Updating gadget boot assets

A gadget snap’s boot assets can be automatically updated when the snap is refreshed. It’s the responsibility of the gadget snap publisher to ensure the correctness and consistency of the update data, as outlined below.

  • the update process relies heavily on the information provided in gadget.yaml as it attempts to verify the internal consistency of the gadget description
  • gadget and kernel snap versions are not coupled. This means updated boot assets must be able to boot the old and new kernels of a given gadget
  • a device will reboot after boot assets have been updated

:information_source: snapd 2.42+ is required for automatic boot assets updates and snapd 2.43+ employs early consistency checks when building gadget snaps.

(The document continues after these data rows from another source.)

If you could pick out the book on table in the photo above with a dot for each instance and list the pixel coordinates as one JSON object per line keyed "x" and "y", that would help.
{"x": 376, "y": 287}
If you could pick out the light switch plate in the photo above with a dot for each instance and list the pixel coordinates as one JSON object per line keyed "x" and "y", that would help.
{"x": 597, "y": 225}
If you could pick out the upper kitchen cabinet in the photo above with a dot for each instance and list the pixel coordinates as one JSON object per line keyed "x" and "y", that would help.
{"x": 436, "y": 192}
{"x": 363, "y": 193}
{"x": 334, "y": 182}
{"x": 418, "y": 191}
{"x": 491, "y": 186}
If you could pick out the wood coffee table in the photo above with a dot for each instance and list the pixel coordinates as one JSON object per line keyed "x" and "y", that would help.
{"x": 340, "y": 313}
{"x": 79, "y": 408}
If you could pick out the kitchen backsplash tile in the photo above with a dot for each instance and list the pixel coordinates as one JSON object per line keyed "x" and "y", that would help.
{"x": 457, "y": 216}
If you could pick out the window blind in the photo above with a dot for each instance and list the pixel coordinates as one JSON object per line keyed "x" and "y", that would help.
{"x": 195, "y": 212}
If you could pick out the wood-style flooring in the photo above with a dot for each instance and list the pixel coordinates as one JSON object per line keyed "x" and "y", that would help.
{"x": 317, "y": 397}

Enabling boot asset updates

Automatic boot asset updates are enabled by adding an update section below the structure: definition in a gadget snap’s gadget.yaml:

volumes:
  my-volume:
    structure:
      - name: some-structure
        ..
        update:
          edition: 2

The edition property identifies the version of assets for a particular structure.

Updates are performed when the edition value is higher than the value in the currently installed gadget snap. If this is the case, snapd next attempts to analyse the currently written assets so that only those that differ are updated.

Backup and rollback

When an update is performed, snapd first creates a backup of all modified boot assets for both filesystem and non-filesystem structures. Backups are kept on the writable partition inside the snapd state directory and are cleaned-up after an update has been applied.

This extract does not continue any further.